The next day, when I went to pick up my son in the evening, we slipped a dollar bill into the magic machine. It went in, we pushed a couple of numbers and out came the candy packet. My son opened it and shared it with everyone, boys and girls and the she-did-not-share girl. Wilson got a huge share. The did-not-share-girl got the point, my son looked at me and winked.

What is he thinking ?

I have always wondered ‘what is going through my son’s head right now?’ ‘What is he thinking?’ Do his thoughts revolve around the cartoon characters he watches day and night? Is he thinking ‘will Diego be able to save Dora?’ or maybe ‘wish I could go to the snowfort and rescue the prince with the Backyardigans’. What are his thoughts? Then comes his wishes, what is he wishing for? Candy, bubble bath, outing in the park, meet Mickey? Sometimes he expresses his wishes – Amma, can I have a hot dog? Amma, can you and Appa come to pick me up at school? Amma, can you get me the Backyardigans CD from the Library? There are so many wishes that he expresses vocally, but I wonder how many go unexpressed. The other day, I was putting my elder son to sleep, I was in a hurry to dash to the fitness center, so I told him ‘come on, close your eyes and go to sleep, quickly’, he asked me ‘why do you want to go and run?’ His questions amaze me, his absolute favourite being ‘WHY?’ Every sentence of mine, is followed by his WHY? Sometimes I do get perplexed with the answers I have to give or make up for every ‘why?’

Another day, I took both my sons to buy a pair of shoes for my elder son. Both of them got into a for-no-reason push-pull episode, and I left the store with them, as I wanted them to understand, that their behavior was totally unacceptable. On my way to the car, I told my younger one – ‘we are going back home, because you were a messy boy and did messy things’. Prompt came his question ‘messssy booooy – meeeee?’ and placed his little hand over his chest. It took me some strength to keep a straight face.
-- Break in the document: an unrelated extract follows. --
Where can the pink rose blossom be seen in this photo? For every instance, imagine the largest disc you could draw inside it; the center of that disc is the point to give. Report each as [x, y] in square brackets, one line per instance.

Instances like these makes me curious about their thoughts. One moment they are at war, and the next instant when I go to inquire, they are hugging each other saying ‘I love you’. And I am left to wonder, did I hear the sirens of a battle? They are gazing at the TV set and cartoons for hours. A few times and they know all the dialogues. I am continually amazed at their ability to grasp things around them. My younger one, now knows, that if someone gets hurt, they go to the doctor, doctor gives medicine and asks to be careful. He asks with curious eyes, ‘Amma, did doctor say careful?’ Be it their extreme expressions of love in good night words and ‘I lub you too’ or their sleepy weary ‘gud morning’s they never fail to leave me without a boost of energy, the urge to go on and be there for them.